The Guild of Heroes takes pride in its members’ work ethic: succeed in quests or die trying. With 40% of the economy based on the loot recovered by wandering heroes, the Guild is highly motivated to encourage diligence. When adventurers abandon quests, the Guild will intervene to ensure that the cowards meet a swift demise. The Guild has it in for dungeon-fleeing Gorm. Now he’s just walked into their clutches.
But wait! If Gorm will do a wee task for the Guild, they’ll forgo punishment. The task? Join a party of adventurers accompanying Niln, who is setting out to prove himself the Seventh Hero of the Al’Matrans .
- Gleebek, acting as Gorm’s squire. Untalented at first, he becomes somewhat less competent over time.
- Heraldin the Bard, a smarmy Lothario whose bardic abilities are unimpressive, but who is good with locks and … ahem … stealthy acquisitions.
- Solamancer Laruna, who is a lousy magician but has a lot of raw power. She bears a strong dislike to …
- Noctomancer Jynn, who has skill but little magical power. He snarks at Laruna’s lack of discipline.
- Gaist, formerly Iheen the Red, an assassin who has not spoken since the disastrous events in the dungeon of Az’Anon the Spider King (the disastrous events that Gorm fled).

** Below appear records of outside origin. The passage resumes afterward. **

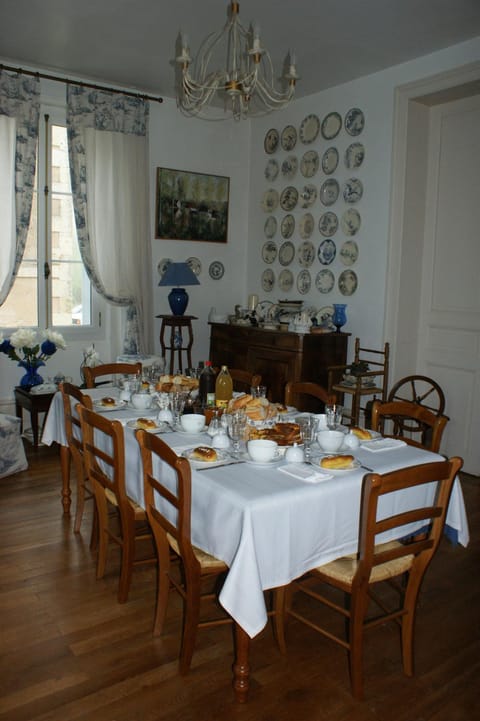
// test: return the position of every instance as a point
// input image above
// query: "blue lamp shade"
(178, 275)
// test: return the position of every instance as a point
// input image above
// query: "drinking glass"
(308, 431)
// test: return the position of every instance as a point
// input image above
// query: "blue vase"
(31, 377)
(339, 315)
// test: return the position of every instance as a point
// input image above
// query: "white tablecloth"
(269, 527)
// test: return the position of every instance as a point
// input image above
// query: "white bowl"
(262, 451)
(192, 422)
(330, 441)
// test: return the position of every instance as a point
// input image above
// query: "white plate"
(350, 222)
(309, 128)
(108, 409)
(271, 170)
(353, 190)
(288, 137)
(330, 161)
(287, 226)
(289, 198)
(160, 427)
(354, 156)
(329, 192)
(268, 280)
(331, 125)
(327, 251)
(290, 167)
(347, 282)
(270, 227)
(271, 141)
(328, 224)
(285, 280)
(325, 280)
(194, 265)
(309, 163)
(354, 121)
(349, 252)
(269, 251)
(221, 456)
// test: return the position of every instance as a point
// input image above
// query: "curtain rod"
(142, 96)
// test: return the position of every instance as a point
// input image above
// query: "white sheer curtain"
(108, 146)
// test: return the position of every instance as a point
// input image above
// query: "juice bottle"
(223, 388)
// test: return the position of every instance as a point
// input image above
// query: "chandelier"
(244, 86)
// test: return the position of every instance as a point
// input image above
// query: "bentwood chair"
(72, 396)
(413, 423)
(168, 510)
(297, 394)
(107, 370)
(120, 519)
(359, 575)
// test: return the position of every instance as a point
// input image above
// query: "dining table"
(269, 523)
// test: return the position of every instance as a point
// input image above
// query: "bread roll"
(362, 433)
(337, 462)
(146, 423)
(204, 453)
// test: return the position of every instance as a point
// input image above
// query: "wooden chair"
(356, 575)
(297, 394)
(162, 504)
(72, 396)
(109, 369)
(120, 519)
(371, 382)
(407, 420)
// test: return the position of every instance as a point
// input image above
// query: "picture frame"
(191, 206)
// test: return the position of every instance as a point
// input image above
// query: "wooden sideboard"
(279, 356)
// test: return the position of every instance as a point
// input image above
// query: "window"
(52, 288)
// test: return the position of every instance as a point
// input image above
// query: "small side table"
(176, 323)
(34, 404)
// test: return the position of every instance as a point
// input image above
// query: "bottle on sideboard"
(206, 386)
(223, 388)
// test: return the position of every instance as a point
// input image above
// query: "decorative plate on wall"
(270, 227)
(331, 125)
(268, 280)
(289, 198)
(325, 280)
(350, 222)
(330, 160)
(354, 121)
(352, 190)
(288, 138)
(354, 156)
(287, 226)
(271, 141)
(328, 224)
(216, 270)
(269, 251)
(309, 129)
(329, 192)
(347, 282)
(271, 170)
(304, 282)
(309, 163)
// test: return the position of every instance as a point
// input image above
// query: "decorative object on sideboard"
(232, 71)
(178, 275)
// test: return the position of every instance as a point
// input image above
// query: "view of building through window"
(63, 298)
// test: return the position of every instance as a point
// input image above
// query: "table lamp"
(178, 274)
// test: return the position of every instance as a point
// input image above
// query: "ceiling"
(131, 43)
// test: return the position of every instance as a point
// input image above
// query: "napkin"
(305, 473)
(383, 444)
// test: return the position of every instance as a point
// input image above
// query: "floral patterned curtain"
(19, 118)
(108, 150)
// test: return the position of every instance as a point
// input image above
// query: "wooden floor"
(70, 652)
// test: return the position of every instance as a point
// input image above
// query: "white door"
(449, 321)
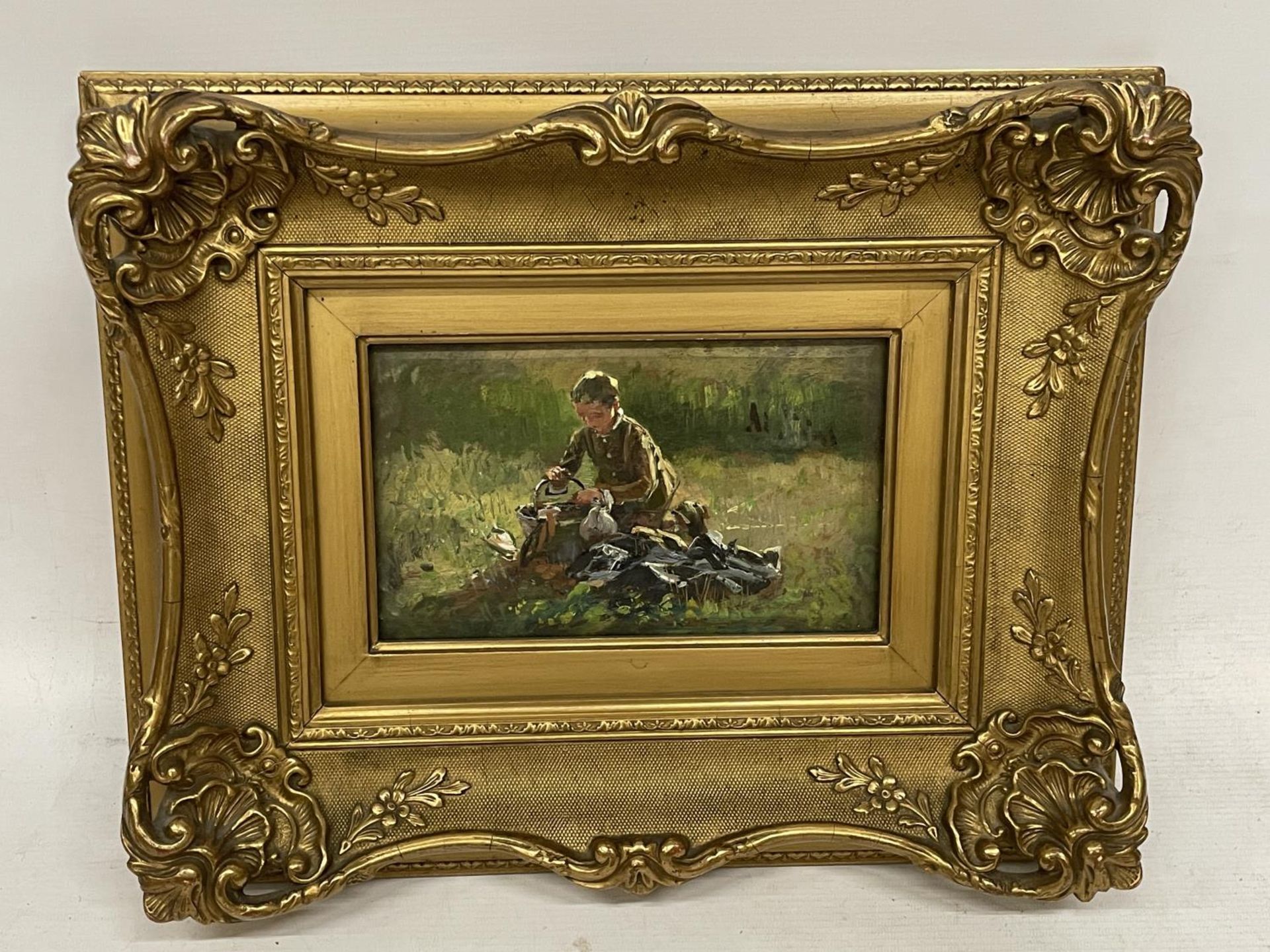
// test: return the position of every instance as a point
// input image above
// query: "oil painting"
(628, 489)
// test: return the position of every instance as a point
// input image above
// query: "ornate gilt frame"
(207, 212)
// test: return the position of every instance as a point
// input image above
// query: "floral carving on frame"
(183, 190)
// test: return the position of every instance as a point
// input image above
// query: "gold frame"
(225, 238)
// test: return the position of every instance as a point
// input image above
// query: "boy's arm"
(573, 454)
(642, 461)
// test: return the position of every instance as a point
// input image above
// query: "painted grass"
(436, 504)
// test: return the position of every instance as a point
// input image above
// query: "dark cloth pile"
(657, 564)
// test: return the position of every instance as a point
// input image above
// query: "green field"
(781, 444)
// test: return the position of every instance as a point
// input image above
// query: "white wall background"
(1199, 612)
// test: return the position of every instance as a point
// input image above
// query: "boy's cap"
(595, 387)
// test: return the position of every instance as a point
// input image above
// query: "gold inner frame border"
(290, 276)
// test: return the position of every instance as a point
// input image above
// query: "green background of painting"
(461, 434)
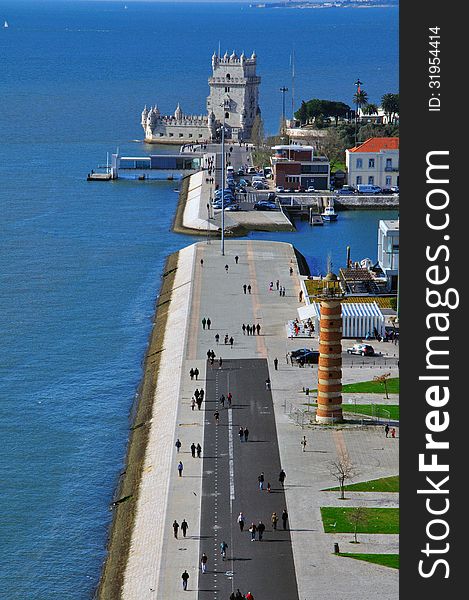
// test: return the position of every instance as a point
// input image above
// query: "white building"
(388, 251)
(234, 99)
(374, 162)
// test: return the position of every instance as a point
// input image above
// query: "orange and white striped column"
(330, 362)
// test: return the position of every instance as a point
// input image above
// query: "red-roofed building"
(374, 162)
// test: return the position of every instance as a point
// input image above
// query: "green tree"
(390, 105)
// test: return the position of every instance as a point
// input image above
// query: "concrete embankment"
(128, 493)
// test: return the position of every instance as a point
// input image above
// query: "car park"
(361, 349)
(265, 205)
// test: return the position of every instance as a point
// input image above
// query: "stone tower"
(330, 353)
(234, 93)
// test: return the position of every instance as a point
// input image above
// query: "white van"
(368, 189)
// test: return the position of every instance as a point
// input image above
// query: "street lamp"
(358, 84)
(283, 90)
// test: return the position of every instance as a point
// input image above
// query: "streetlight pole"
(283, 90)
(358, 84)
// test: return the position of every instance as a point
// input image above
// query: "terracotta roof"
(377, 144)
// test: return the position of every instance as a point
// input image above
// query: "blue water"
(80, 263)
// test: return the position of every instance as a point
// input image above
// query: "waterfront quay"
(295, 563)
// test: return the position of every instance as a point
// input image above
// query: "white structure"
(234, 97)
(358, 318)
(374, 162)
(388, 251)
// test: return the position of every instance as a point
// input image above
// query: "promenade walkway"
(157, 559)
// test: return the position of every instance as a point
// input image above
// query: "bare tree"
(343, 469)
(358, 516)
(384, 380)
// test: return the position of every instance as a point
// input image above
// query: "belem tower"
(234, 99)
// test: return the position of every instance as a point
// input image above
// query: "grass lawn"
(378, 520)
(387, 560)
(385, 484)
(373, 387)
(374, 410)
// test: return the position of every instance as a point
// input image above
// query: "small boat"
(329, 213)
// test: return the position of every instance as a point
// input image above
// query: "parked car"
(265, 205)
(362, 349)
(306, 355)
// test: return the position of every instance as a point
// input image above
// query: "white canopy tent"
(358, 318)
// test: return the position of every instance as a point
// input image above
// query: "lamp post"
(283, 90)
(358, 84)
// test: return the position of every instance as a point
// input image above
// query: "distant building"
(374, 162)
(234, 98)
(388, 252)
(297, 166)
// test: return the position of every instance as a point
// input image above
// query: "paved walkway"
(157, 559)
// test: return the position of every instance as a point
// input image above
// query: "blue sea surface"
(80, 262)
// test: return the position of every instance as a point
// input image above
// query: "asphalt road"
(230, 485)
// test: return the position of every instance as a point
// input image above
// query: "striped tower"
(330, 353)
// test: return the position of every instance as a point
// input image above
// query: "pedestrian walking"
(260, 530)
(284, 518)
(260, 479)
(223, 549)
(282, 475)
(274, 520)
(203, 562)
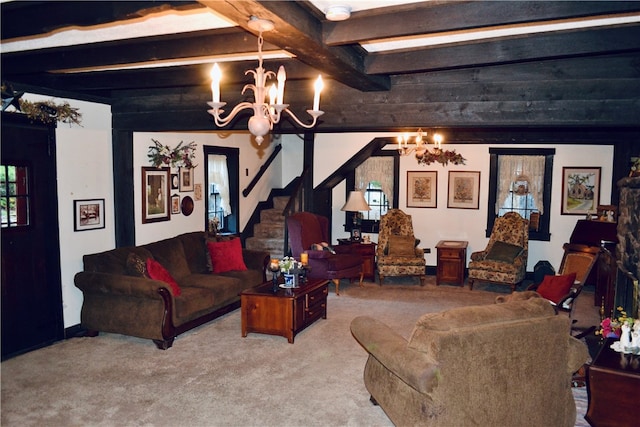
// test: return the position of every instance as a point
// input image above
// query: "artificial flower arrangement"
(611, 327)
(180, 157)
(289, 263)
(440, 156)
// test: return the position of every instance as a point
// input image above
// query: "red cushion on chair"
(554, 288)
(158, 272)
(226, 256)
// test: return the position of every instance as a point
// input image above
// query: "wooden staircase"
(268, 234)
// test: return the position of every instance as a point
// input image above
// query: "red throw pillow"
(226, 256)
(157, 272)
(554, 288)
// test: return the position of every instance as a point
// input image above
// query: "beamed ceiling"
(575, 76)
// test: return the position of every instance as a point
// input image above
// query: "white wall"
(252, 157)
(85, 171)
(434, 224)
(84, 167)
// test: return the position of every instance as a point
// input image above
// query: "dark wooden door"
(31, 284)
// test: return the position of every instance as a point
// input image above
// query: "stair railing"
(262, 170)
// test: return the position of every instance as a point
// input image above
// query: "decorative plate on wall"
(187, 205)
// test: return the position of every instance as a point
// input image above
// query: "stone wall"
(628, 248)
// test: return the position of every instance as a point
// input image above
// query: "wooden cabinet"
(452, 260)
(367, 252)
(284, 312)
(613, 381)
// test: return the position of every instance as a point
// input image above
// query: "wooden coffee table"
(284, 312)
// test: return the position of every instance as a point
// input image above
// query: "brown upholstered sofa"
(118, 302)
(505, 364)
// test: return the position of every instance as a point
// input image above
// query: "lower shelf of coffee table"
(284, 312)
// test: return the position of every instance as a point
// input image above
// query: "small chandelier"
(265, 115)
(425, 156)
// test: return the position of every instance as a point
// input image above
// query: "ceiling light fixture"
(423, 154)
(265, 115)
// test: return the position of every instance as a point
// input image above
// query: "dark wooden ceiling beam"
(587, 42)
(206, 43)
(300, 33)
(432, 17)
(161, 78)
(28, 18)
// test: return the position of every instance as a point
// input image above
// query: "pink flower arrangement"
(182, 156)
(610, 327)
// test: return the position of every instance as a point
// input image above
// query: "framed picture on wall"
(175, 204)
(464, 190)
(88, 214)
(155, 195)
(422, 189)
(186, 179)
(580, 190)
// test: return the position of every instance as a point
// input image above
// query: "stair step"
(272, 215)
(269, 230)
(273, 246)
(280, 202)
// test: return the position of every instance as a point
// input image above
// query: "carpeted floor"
(212, 376)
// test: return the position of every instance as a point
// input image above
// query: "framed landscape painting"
(580, 190)
(464, 190)
(88, 214)
(155, 196)
(422, 189)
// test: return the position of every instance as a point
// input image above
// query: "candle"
(438, 139)
(282, 76)
(273, 92)
(216, 75)
(316, 98)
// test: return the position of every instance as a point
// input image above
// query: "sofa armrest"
(390, 349)
(578, 355)
(105, 283)
(255, 259)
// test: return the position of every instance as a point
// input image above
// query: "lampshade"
(356, 202)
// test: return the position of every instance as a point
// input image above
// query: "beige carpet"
(214, 377)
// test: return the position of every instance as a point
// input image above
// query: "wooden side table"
(613, 381)
(367, 252)
(452, 260)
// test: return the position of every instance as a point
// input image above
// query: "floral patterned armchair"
(397, 254)
(504, 260)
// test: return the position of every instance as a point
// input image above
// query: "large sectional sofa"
(119, 300)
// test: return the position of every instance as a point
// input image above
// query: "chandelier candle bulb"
(316, 97)
(282, 77)
(438, 140)
(273, 93)
(216, 76)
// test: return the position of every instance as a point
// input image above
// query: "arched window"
(520, 181)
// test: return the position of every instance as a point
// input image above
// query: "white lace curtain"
(378, 169)
(511, 167)
(219, 175)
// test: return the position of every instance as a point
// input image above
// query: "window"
(223, 187)
(378, 176)
(377, 201)
(14, 196)
(520, 181)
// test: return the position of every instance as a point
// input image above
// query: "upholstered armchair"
(491, 365)
(504, 260)
(397, 254)
(306, 229)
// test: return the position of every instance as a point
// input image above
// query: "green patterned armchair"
(504, 260)
(397, 254)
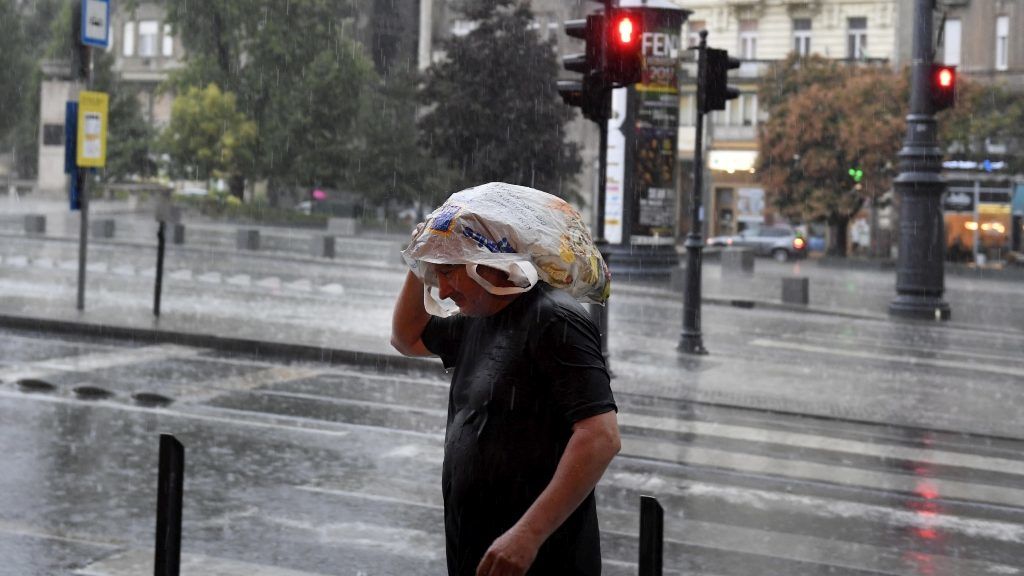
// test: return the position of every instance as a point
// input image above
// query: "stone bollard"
(101, 228)
(343, 227)
(248, 239)
(796, 290)
(737, 261)
(35, 224)
(322, 246)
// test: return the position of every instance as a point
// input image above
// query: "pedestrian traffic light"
(624, 47)
(716, 81)
(589, 92)
(942, 86)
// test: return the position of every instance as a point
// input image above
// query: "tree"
(496, 113)
(207, 136)
(392, 165)
(824, 119)
(984, 114)
(296, 72)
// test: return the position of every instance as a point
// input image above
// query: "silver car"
(781, 243)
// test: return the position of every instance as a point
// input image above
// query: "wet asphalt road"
(301, 468)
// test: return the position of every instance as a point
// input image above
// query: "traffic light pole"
(920, 274)
(691, 341)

- Kaitha the Ranger, once known as the Jade Wind, now better known for her fondness for drink and inability to finish quests.
An impressive band: Heroes of Destiny!
The odds of success are very poor. It’s just as well that the heroes are not privy to the real reason for the quest.
A loot-based economy may not seem sustainable in the long run but of course, when the Heroes Guild first became the basis of the economy, it wasn’t the long run yet. Still, every economic activity has its limits. The Dark Profit Saga explores what happens when shadowkin (designated victim) hoards are exhausted. One consequence: the investors who have profited from the hero economy are going to do anything they can to protect their business. Any resemblance to real-world finance is … not at all coincidental.
It seems likely that the author knows his d8s from his d12s: the book riffs knowledgeably on tabletop RPGs like Dungeons & Dragons — games in which the real people (elves, dwarves, gnomes, and humans ) are given free rein to murder and rob lesser beings (the shadowkin: orcs, goblins, nagas, trolls, and so forth).
The author makes it clear that murder-hoboing is, in fact, murder and pillage. The victims are people too, and they don’t much care for being massacred just to enrich heroes (or as the shadowkin call them, gold-hounds). The lucky few who are useful enough to be granted Non-Combatant Persons (NPC status) are not all that keen on being treated as third class citizens, either, although it is better than being killed and looted.
It’s also clear that the author is recasting the real-world financial meltdown of 2008 as an RPG. Using fantasy to skewer real-world evils is an old theme (Gulliver’s Travels, for one famous example). One of the more recent practitioners of such skewering is Pratchett; this book reminded me of Pratchett. Absurd characters, with tragic backstories and personal flaws, characters struggling with self-loathing, get together to … do something. Pike isn’t as subtle or skilled as Pratchett in his prime, but this is Pike’s first book.
The book is based on tragic events that weren’t at all funny (ask the people who lost houses, savings, jobs, not to mention people relegated to second class status thanks to a racist social hierarchy), so it’s not at all surprising that towards the end of the book the work becomes less comic and more grim. Readers may find this swerve a bit unsettling but it’s one clearly inherent in the source material and worldbuilding. I’ll be picking up the next book.
1: In this setting, just plain humans result from interbreeding between other hero races. Based on what this book tells us about dwarf reproduction, it’s unclear how 1) dwarf-anything hybrids might occur and 2) dwarves could reproduce at all.